But that’s like trying to fell a redwood with a steak knife, and after our steely hero realizes the cops won’t help him, he whittles himself a piece of hickory and starts 'a smashing. Before long he becomes the new sheriff and, along with his deputies, goes to war on the local crime ring, which fights back all kinds of muscle. Thus goes the plot, a series of escalating attacks and counter-attacks results in deaths on both sides, including Buford’s wife. By the end of the film, Pusser, wearing a Hannibal Lecter-like face cast after taking a shotgun round to the face, goes after the Lucky Spot itself.
The violence in Walking Tall is wonderfully absurd, as Buford cracks open heads with his stick, gets carved to a bloody pulp, uses wrestling movies to toss polyester-clad gangsters through poker and craps tables, and even shoots a woman in the face who fires on him. The liberally-applied, garish stage blood is almost as loud as Baker’s wardrobe, which is mostly fashion boots, tight polyester pants and mustard or ketchup-coloured shirts. It’s uproariously funny to watch a guy dressed like a ‘70s-era Sears catalogue model get in fights, shoot-outs and car chases. (On a personal note, it’s even stranger when he looks a fair bit like your dad did when you were a little kid!). And the way director Phil Karlson (known for making tough guy gangster movies) shot Walking Tall, it often looks like a cross-between a sitcom and a Dukes of Hazzard episode. Baker gives an emotionally-charged, fist-clenching performance, which makes it all that much more fun.

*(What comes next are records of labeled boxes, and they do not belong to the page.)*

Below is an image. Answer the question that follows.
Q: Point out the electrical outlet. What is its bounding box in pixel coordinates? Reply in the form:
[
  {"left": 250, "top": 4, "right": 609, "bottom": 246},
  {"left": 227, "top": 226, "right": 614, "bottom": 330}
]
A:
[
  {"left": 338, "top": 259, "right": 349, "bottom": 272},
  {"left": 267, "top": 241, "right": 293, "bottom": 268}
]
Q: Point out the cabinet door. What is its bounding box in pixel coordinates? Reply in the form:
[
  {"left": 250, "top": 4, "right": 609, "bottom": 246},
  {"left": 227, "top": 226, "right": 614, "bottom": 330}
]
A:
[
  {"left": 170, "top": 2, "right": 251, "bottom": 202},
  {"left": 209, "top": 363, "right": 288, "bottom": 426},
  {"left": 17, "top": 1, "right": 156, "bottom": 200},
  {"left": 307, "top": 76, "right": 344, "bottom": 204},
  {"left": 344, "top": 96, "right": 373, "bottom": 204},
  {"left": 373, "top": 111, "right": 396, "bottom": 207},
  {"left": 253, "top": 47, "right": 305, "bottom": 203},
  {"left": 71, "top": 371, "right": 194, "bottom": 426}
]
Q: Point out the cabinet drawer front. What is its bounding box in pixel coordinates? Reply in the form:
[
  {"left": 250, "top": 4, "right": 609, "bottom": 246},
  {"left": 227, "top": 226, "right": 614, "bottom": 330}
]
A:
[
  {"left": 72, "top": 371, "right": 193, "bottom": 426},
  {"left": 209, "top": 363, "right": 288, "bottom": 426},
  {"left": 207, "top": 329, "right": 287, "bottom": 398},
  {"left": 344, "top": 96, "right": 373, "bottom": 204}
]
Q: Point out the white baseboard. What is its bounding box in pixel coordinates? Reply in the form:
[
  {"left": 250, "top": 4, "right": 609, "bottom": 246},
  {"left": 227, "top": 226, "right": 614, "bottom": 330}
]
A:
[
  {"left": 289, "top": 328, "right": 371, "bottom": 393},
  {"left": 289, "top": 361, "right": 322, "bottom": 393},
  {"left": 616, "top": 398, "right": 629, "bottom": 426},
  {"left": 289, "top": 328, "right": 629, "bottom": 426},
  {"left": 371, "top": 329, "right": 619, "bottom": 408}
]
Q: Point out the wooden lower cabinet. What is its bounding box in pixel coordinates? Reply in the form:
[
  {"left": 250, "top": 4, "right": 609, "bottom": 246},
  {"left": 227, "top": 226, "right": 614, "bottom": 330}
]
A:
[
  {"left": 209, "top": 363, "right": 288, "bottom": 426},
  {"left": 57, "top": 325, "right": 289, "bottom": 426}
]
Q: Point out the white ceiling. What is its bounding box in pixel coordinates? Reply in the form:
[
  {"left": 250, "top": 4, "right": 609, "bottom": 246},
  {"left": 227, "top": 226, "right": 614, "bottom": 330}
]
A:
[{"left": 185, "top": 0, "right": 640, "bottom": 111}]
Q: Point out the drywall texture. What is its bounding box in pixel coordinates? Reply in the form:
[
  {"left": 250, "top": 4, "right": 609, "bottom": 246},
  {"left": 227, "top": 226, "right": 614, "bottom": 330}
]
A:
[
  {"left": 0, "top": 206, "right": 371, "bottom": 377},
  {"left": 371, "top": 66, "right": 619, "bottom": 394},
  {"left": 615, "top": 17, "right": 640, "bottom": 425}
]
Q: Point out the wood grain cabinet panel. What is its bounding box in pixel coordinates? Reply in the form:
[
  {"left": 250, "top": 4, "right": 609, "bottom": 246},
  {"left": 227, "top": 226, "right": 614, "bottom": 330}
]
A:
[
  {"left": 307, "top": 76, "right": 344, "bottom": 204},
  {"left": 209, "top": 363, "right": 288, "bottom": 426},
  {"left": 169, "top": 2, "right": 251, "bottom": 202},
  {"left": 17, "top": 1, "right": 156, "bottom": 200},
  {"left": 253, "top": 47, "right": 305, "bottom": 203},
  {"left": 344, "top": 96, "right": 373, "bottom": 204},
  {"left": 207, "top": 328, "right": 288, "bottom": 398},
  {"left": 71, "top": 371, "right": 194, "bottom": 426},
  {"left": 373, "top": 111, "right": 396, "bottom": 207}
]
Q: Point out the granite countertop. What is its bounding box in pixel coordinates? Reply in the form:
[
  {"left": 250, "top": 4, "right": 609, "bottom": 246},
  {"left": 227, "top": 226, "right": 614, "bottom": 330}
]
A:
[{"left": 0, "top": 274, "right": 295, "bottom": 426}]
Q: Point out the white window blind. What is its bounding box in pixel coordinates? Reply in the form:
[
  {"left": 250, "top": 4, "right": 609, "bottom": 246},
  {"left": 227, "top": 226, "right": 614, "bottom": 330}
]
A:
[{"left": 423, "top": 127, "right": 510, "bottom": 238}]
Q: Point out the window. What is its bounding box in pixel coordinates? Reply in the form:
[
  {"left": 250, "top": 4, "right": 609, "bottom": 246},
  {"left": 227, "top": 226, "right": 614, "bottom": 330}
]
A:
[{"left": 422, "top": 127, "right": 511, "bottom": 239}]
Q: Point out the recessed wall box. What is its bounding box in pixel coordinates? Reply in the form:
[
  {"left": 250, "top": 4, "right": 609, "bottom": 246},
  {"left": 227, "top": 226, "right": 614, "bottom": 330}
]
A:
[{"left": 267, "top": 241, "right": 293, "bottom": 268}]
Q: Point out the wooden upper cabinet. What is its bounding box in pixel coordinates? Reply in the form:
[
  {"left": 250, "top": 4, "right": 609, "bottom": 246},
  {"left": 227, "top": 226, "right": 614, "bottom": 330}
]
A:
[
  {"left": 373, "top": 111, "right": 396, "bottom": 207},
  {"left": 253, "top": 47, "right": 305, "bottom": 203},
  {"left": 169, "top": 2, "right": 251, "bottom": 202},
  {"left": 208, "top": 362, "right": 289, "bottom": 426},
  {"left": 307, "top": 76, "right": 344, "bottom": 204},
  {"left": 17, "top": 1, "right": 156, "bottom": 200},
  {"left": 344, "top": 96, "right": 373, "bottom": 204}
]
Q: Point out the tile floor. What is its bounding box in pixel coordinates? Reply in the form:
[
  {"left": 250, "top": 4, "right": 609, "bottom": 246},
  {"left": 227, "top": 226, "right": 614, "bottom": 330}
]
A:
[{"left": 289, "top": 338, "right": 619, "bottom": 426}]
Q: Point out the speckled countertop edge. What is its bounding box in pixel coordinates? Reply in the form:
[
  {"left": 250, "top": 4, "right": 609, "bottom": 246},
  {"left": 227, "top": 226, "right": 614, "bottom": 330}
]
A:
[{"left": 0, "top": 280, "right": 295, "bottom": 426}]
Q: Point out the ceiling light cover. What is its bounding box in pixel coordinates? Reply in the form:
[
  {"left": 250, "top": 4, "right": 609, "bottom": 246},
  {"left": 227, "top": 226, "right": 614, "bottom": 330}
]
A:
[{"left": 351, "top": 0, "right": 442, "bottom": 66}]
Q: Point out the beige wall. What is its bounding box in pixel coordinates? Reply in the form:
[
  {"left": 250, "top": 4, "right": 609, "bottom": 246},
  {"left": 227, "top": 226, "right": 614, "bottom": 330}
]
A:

I discovered this Southsploitation classic during my video store days, when fans of the series would drive across town to rent it, and earlier this year Shout! Factory put out a special edition Blu-Ray with all three films (the second movies star Bo Svenson, who also played Pusser in a short-lived T.V. series), great cover art and some choice extras. The highlight bonus is a doc on Pusser, which, bizarrely has no pictures of the man himself in it, but does has former child star Leif Garrett (who played Pusser’s son in the movie), acting like he crawled through a bong to get to the interview. Funnier is Pusser’s daughter, who wears more makeup and jewellery than Tammy Faye Baker and has turned her father’s legacy into its own cottage industry. Her daughter also appears, looking like a she’s just come from a porn star beauty pageant. I’d speculate as to whether or not Buford is spinning in his grave but I assume he was buried with his stick and therefore can’t rotate much.
So, happy birthday, Buford Pusser, and thanks for inspiring such wild ride down a dirt road kinda film. May you be smashing angels ‘til your heart’s content and walking tall with wings on.